At launch of Bing I have used it to test it and I haven't found any feature that would break my addition to Google. Even if Bing was as good as Google it is still different and requires me to learn a new tool. The only reason I would have learnt a new tool would be if it was any better - but it is not. At least in my opinion.

So my question is - does anybody even use Bing? Recently I recall that I have used Bing only when I gived the search box at MSFT KB/Support pages (which use Bing) and it just failed for simple queries like "download something-microsoftish". Google is much better even when searching MSFT sites.

Yes and I know that Google != privacy. But I can cope with that if it works OK.

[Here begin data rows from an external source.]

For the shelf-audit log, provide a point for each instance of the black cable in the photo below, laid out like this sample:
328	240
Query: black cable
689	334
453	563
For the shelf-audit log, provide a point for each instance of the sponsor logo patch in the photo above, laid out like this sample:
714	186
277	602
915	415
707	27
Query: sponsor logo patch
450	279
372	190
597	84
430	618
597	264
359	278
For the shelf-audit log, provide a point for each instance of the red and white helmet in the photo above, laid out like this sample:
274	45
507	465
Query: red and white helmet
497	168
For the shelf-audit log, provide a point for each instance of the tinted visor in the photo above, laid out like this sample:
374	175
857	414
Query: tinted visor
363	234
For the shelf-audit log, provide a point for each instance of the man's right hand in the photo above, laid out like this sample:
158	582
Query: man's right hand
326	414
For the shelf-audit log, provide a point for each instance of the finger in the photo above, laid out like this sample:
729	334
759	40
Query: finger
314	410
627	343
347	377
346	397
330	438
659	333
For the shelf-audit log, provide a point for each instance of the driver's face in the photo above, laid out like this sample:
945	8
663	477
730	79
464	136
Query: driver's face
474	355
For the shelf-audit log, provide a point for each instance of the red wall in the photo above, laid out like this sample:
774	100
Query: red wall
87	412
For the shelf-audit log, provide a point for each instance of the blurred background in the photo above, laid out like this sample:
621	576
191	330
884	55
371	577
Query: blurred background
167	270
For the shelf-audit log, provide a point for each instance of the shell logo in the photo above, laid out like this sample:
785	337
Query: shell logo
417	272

Comment I can't agreee (Score 1) 460

> Any admin worth their pay can run rings around a net-blocker.

What Admin? Oracle admin? AIX admin? SharePoint admin? SAP admin? There is a lot of different types of admins now and what makes them worth their pay is that they help you run your business and earn money. The ability to run rings around a net-blocker is not something you put on your resume.

Also in well implemented network it is not as easy to run around it *undetected*.

Also by doing so you are clearly breaking the rules that your supervisor set for you - what for? So they can fire you easly if they wish? Mobile broadband internet is like 10 bucks a month (at least here in Poland). Just get your own netbook or laptop and use it for unauthorized Internet access.

Comment Re:I use it (Score 2, Interesting) 263

Where is logic in that?

Two facts:
- you use SPF for own domains
- your shool's Zimbra installation scores mails from your domains as spam

Based on above facts how have you come to conclusion that SPF doesn't work in general? The fact that your school's Zimbra scores your mail as spam is just a single cases and most probably not related to SPF in general.

Have you looked at headers of these message marked as spam? Have you contacted the postmaster?